Summer’s on its way which means one thing – BBQ season is coming. While most of us are content with throwing a few sausages on the grill, there are a few places around the world that take things to the next level and elevate the BBQ to an art form. To celebrate this year’s National BBQ Week – held from 30th May to 5th June – here are five of the best destinations to visit for a BBQ vacation.
BBQ has a long tradition in Texas and each part of the state has its own different grilling style, making it perfect for a BBQ-themed road trip. In central Texas their beef brisket is dry rubbed with spices and cooked long and slow over a wood fire. In the east it’s smoked over hickory wood and served with a thick tomato sauce, and in the west it’s seared over direct heat. Southern Texas take influences from Mexico with a traditional dish called barbacoa, a slow-cooked cow’s head that’s buried underground with hot coals.

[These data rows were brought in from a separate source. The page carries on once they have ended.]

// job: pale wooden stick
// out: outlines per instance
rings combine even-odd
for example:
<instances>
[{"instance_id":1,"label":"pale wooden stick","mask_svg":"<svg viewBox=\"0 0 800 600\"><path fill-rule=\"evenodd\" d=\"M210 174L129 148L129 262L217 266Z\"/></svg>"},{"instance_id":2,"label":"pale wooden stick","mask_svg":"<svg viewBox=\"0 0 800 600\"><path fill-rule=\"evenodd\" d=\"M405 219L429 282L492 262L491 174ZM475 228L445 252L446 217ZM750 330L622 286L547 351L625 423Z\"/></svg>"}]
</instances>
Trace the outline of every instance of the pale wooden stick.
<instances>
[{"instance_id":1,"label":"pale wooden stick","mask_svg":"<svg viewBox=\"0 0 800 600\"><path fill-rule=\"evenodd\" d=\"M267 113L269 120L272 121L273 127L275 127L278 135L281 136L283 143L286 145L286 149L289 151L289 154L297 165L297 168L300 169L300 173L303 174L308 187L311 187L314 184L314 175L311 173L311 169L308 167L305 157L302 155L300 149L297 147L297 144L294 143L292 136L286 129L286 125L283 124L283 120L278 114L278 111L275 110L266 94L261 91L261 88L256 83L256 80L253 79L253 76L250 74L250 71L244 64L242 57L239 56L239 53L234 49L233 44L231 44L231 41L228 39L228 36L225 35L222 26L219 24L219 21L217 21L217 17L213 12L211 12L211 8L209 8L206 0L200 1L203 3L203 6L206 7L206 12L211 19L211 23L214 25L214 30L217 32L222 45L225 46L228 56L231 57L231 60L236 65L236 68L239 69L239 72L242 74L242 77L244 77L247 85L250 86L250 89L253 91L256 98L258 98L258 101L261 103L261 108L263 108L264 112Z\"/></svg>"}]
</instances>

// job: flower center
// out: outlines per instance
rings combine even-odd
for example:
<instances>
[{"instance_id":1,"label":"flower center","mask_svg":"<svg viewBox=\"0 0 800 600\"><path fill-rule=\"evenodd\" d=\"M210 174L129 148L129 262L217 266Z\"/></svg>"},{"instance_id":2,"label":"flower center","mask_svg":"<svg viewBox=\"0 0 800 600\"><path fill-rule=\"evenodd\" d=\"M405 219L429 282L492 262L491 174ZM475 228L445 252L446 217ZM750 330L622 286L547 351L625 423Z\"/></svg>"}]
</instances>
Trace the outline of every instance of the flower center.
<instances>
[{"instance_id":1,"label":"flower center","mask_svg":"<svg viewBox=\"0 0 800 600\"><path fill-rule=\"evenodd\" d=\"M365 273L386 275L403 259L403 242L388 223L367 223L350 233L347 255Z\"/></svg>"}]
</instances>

An Argentine asado makes the most of the quality beef from the grasslands around Buenos Aires. Meats are slow-cooked on a grill or fire pit that’s had the embers brushed out for a gentle, smokeless heat. First up are the faster-cooking sausages and offal like mollejas (sweetbreads) and morcilla (blood sausages). Then comes the slower-cooking steaks and ribs as well as young goat and chicken. The only garnish is salt and it’s served with bread and mixed salad along with plenty of bottles of local Malbec.
Ubud, Bali
Made famous by the book Eat, Pray, Love, the city of Ubud in central Bali is also the home to one of the island’s most renowned dishes – Babi guling, or roast suckling pig. A whole pig is stuffed and infused with a spicy mix of chilli, lemongrass, garlic, ginger, galangal and turmeric before being slowly spit-roasted over an open courtyard fire pit. Once ready, the spice-scented tender meat is served with shards of thin crispy skin, a blood sausage and an accompaniment of steamed rice and spicy bean salad.
Italy might be better known for pizza and pasta but in Florence, the culinary star of the show is definitely the bistecca alla fiorentina (or Florentine steak). The name bistecca comes from the English ‘beef-steak’ and the meat comes from the Chianina cow, an ancient Tuscan breed that’s also the world’s largest. 1.5–2kg T-bone steaks are cooked over hot charcoal and kept as close to the flames as possible to sear the steak and keep the juices inside. The finished steak is brown outside and rare inside, and comes served with a drizzle of olive oil.
A South African braai is a social ritual that’s held anywhere, anytime and for any occasion. The name comes from the Afrikaans braaivleis, meaning ‘roasted meat’. It’s traditionally grilled on a 40-gallon steel oil drum cut in half with a mesh grill over a sizzling wood or charcoal fire. Meats like beef, lamb chops, chicken and boerewors (farmers’ sausages) are flavoured with cloves, coriander seeds, pepper and nutmeg. You’ll also find fish and lobster on the coast that are all served with a selection of salads and pap, a slow-cooked maize porridge.